Important social epidemiologic works that adopt this analytic strategy include Randall Packard's White Plague, Black Labor (Packard 1989) and Eric Klinenberg's Heat Wave: A Social Autopsy of Disaster in Chicago (Klinenberg 2002). Unfortunately, however, this approach lends itself more naturally to book-length treatment, or at very least to the longer article lengths typical of the humanities and social sciences. The restrictive length and structuring requirements of many biomedical journals make it almost impossible to engage in these kinds of arguments in our mainstream epidemiology journals. By contrast, several social sciences recognize that the narrative historical approach is as an essential tool for investigating and characterizing the complex relations between social arrangements and their consequences (King, Keohane, and Verba 1994).

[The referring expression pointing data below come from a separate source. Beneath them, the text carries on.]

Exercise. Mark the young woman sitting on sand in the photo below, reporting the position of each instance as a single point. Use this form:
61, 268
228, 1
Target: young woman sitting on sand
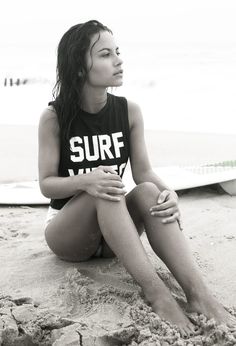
86, 137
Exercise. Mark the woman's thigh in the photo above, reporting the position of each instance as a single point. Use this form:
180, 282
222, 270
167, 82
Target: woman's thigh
74, 233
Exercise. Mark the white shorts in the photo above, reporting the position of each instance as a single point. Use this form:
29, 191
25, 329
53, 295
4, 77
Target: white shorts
52, 213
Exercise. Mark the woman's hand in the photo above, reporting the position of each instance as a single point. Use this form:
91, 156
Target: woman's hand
167, 207
105, 183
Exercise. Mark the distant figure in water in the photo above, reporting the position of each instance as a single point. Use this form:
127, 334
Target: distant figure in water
86, 137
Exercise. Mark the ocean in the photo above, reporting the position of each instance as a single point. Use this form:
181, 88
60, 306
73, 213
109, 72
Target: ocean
187, 87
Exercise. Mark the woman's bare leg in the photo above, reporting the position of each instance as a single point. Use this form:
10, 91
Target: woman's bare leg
170, 245
75, 232
122, 237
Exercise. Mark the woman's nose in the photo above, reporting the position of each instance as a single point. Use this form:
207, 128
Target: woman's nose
118, 61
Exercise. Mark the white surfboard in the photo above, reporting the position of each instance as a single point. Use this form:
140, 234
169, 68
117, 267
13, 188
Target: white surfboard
22, 193
185, 177
177, 178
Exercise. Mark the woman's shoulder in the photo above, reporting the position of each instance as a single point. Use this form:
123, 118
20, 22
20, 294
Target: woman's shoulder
48, 119
135, 113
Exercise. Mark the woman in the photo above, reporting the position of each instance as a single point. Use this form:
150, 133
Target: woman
86, 137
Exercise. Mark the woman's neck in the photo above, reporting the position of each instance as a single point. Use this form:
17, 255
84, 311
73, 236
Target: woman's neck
93, 100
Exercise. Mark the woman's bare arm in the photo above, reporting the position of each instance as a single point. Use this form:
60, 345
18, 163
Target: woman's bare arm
140, 164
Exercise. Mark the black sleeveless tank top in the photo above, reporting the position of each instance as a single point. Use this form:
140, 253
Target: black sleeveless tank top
96, 139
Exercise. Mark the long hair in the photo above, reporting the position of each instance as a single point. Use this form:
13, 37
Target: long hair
72, 71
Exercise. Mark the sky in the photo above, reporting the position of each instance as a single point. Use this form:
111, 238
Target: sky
191, 45
44, 21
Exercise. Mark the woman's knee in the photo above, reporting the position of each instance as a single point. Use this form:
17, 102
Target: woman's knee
145, 195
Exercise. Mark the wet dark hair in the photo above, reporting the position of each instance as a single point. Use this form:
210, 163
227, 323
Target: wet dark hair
72, 71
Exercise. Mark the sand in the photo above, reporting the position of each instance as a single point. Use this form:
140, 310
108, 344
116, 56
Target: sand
46, 301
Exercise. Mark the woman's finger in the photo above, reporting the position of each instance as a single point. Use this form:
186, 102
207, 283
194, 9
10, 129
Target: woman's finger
163, 206
115, 190
167, 212
171, 219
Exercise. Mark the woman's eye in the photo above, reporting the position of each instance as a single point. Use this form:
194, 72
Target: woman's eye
106, 55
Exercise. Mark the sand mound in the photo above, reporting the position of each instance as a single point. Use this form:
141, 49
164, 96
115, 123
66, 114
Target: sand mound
88, 310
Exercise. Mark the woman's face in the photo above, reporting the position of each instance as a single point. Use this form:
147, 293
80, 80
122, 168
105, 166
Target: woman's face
104, 65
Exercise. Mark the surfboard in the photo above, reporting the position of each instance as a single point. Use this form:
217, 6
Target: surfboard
185, 177
175, 177
22, 193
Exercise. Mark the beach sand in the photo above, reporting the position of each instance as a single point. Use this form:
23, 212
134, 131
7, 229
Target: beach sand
46, 301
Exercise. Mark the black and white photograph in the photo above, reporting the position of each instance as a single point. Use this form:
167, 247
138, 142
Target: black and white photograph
118, 173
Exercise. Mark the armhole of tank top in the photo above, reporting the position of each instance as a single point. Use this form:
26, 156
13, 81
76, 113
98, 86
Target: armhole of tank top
127, 121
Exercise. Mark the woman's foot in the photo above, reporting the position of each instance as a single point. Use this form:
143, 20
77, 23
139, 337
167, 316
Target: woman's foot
165, 306
206, 304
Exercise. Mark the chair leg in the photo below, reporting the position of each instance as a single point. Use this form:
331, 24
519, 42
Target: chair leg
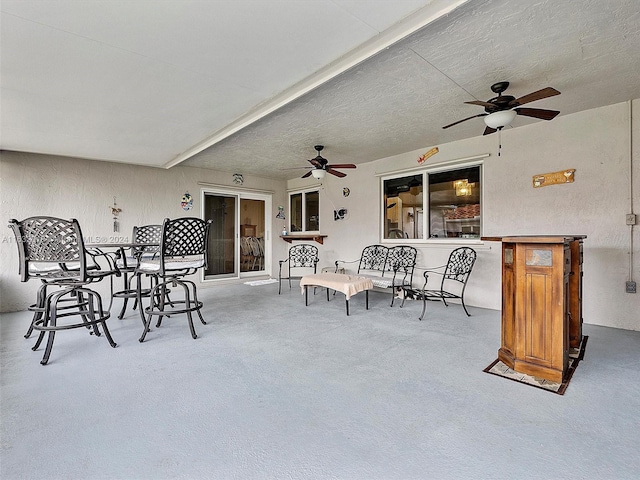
424, 307
196, 301
465, 307
96, 299
37, 315
163, 294
52, 314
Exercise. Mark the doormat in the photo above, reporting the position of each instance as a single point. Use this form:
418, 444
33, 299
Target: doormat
575, 355
255, 283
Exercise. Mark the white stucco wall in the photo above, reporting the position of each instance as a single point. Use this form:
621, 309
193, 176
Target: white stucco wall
595, 143
83, 189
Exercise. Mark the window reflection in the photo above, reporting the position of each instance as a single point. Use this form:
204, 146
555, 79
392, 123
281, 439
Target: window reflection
451, 200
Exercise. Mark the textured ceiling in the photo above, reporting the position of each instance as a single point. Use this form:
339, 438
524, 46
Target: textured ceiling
393, 102
399, 100
144, 81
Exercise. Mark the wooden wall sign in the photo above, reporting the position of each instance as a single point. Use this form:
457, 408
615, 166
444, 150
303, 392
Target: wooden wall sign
428, 154
554, 178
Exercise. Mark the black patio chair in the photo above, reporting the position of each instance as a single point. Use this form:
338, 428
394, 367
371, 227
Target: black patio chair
454, 276
301, 256
52, 250
127, 261
183, 251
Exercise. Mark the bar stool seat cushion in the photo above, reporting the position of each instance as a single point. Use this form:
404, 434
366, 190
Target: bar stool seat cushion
182, 263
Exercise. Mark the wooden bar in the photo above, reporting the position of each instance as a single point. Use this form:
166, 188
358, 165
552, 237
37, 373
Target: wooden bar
294, 236
541, 303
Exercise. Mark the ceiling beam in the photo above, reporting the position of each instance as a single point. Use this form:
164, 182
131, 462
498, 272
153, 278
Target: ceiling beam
410, 24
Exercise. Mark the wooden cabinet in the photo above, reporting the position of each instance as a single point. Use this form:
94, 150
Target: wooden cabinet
247, 230
541, 303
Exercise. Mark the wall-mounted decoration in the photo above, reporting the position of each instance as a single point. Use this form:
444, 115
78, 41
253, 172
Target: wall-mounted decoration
115, 211
187, 202
554, 178
340, 214
428, 154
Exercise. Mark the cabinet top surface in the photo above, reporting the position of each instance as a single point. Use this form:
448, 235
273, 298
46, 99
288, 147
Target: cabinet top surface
535, 238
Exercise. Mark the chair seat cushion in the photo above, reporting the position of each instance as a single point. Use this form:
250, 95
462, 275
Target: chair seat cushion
128, 262
385, 282
36, 268
177, 263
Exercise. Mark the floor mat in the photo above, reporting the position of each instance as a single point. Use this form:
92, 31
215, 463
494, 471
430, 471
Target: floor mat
500, 369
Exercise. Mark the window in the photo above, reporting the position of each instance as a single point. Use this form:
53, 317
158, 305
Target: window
433, 204
304, 208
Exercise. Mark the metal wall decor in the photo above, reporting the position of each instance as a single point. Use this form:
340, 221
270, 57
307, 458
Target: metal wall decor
553, 178
428, 154
115, 211
187, 202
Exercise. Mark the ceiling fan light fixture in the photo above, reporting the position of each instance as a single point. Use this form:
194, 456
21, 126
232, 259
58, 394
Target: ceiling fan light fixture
318, 173
500, 119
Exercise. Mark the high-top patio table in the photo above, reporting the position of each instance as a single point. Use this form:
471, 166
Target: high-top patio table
136, 293
347, 284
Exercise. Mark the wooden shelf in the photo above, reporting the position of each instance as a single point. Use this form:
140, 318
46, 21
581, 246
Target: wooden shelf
295, 236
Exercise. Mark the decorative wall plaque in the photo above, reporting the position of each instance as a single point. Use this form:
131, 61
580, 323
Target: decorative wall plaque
428, 154
554, 178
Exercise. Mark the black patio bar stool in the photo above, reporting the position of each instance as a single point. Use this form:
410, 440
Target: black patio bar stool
52, 250
183, 251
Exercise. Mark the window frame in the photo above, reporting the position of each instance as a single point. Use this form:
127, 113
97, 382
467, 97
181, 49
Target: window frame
425, 171
305, 220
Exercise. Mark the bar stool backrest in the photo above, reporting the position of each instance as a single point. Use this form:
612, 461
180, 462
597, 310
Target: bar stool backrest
47, 245
184, 238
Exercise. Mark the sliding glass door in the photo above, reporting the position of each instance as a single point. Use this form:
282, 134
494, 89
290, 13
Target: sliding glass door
238, 239
223, 212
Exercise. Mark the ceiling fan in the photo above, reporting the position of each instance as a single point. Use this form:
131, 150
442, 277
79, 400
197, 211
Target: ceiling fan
501, 110
321, 166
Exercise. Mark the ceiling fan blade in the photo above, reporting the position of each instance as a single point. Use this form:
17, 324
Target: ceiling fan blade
341, 165
537, 113
482, 104
465, 119
532, 97
336, 173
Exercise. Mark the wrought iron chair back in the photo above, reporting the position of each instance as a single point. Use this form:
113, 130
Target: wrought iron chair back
47, 245
302, 255
374, 257
402, 258
52, 249
459, 265
456, 271
183, 250
181, 238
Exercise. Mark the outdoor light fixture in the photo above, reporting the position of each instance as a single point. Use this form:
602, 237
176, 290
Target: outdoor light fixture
318, 173
463, 188
500, 119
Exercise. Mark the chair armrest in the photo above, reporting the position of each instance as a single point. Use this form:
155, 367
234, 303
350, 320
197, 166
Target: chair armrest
109, 257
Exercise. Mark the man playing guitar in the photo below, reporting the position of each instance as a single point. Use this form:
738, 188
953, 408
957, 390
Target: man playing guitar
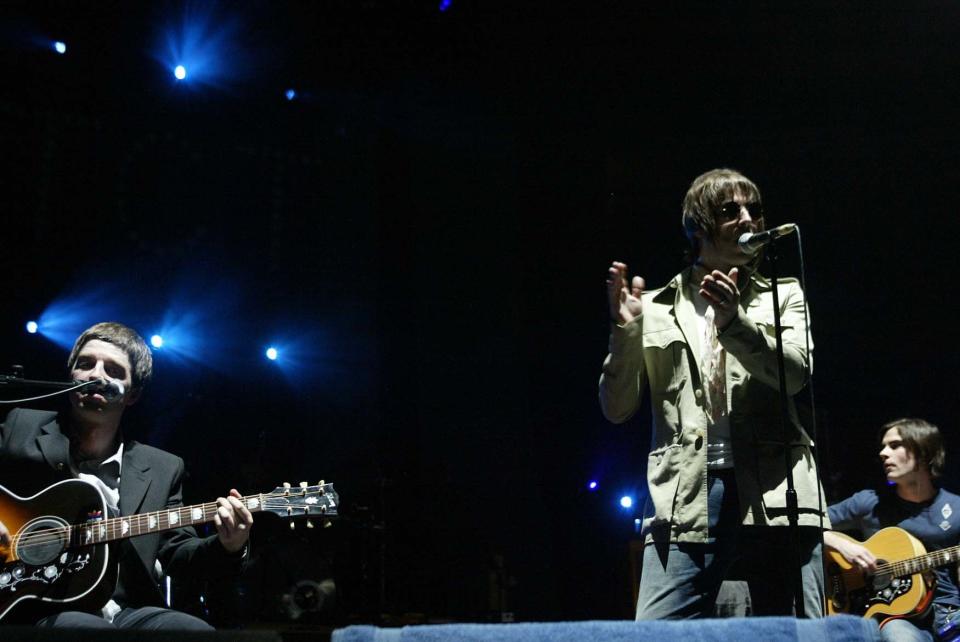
40, 448
912, 454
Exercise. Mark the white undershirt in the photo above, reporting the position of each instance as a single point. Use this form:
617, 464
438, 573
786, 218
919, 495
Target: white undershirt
112, 497
719, 448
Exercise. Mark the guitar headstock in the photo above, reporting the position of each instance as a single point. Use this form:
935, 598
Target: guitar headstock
319, 500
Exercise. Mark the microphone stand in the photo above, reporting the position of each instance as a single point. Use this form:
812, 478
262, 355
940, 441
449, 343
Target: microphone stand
793, 507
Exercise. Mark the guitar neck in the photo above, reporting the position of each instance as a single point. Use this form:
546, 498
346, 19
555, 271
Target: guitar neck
101, 531
922, 563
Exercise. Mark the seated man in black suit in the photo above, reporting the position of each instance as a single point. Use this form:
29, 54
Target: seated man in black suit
39, 448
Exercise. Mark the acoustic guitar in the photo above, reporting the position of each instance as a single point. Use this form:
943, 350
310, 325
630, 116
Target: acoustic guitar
901, 587
59, 551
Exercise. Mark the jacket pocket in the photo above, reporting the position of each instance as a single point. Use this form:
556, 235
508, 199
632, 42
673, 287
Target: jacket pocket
663, 477
665, 352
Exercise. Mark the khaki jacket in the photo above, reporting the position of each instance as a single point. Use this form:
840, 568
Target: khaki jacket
662, 348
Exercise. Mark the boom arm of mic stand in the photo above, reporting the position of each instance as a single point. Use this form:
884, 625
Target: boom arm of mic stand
18, 382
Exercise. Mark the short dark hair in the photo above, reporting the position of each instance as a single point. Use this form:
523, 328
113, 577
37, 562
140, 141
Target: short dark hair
923, 440
706, 196
127, 339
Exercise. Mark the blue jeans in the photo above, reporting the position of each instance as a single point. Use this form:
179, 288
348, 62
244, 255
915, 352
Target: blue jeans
680, 581
918, 631
147, 618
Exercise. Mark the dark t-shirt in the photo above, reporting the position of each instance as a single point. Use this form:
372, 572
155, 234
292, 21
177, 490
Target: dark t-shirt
936, 523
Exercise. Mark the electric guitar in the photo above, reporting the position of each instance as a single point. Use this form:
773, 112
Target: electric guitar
901, 587
58, 551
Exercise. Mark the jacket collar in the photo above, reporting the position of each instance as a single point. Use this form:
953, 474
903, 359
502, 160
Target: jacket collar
134, 480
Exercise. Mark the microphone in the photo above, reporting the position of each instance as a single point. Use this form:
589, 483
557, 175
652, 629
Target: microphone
751, 243
110, 390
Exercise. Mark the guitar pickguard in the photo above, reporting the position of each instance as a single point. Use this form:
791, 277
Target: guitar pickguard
877, 593
18, 573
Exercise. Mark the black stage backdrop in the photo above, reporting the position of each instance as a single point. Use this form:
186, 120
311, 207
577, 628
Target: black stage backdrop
432, 218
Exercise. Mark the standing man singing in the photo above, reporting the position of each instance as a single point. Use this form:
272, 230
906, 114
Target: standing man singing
705, 345
85, 441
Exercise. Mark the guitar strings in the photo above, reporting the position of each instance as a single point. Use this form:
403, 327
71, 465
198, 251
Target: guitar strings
50, 535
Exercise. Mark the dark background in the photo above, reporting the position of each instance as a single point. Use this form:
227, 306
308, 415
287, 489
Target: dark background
431, 221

The bulk of the current volume is organized around the paradigm of the experimental trial as the standard for scientific inference. However, for social epidemiology to thrive in the decades to come, we must also become comfortable with the realization that some scientific questions will not be answered best by treating observational data as though they arose from controlled experiments. For some highly complex systems, such as human social structures, the costs of generality, in terms or oversimplification and unjustified assumptions, may easily be too great to warrant the fantasies of regression equations and exogenous errors and the like. If the statistical models must become so baroque that they obscure rather than facilitate understanding and insight, then it is time to consider alternate approaches that more readily acknowledge, subtly, uniqueness and peculiarity.